(404g) An Integrated Modeling Framework for Kinetic Modeling of Red Oak Pyrolysis in a Vertical Tube Reactor Using the Isoconversional Method

Isoconversional methods are mainly used to calculate kinetic parameters for biomass pyrolysis using thermogravimetric analysis (TGA) data. However, due to the differences between a TGA analyzer and a practical pyrolysis reactor, these parameters calculated from isoconversional methods cannot be directly utilized for pyrolysis in an actual reactor. To overcome this limitation, a new modeling framework was proposed in this work.
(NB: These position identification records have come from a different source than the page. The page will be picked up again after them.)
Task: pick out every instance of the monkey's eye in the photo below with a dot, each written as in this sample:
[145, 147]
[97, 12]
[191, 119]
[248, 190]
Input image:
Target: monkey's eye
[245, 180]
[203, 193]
In the current study, the Friedman method was integrated with a kinetic model to predict transient profiles of char, tar, and syngas from red oak pyrolysis in a vertical tube reactor. In the proposed modeling framework, the isoconversional method was coupled with the least-squares method to calculate kinetic parameters for red oak pyrolysis using TGA data at heating rates of 10, 20, 30, and 40 ℃/min. The calculated kinetic parameters were applied to a kinetic model to simulate pyrolysis in the vertical tube reactor. The particle swarm optimization (PSO) model and the sequential least-squares quadratic programming (SLSQP) model were integrated with the kinetic model to predict the production of char, tar, and syngas during the process. The kinetic model was validated with transient production data of char, tar, and syngas at experimental temperatures of 500 ℃, 600 ℃, and 700 ℃, indicating the effectiveness of the proposed framework in accurately predicting bioproduct yields from biomass pyrolysis.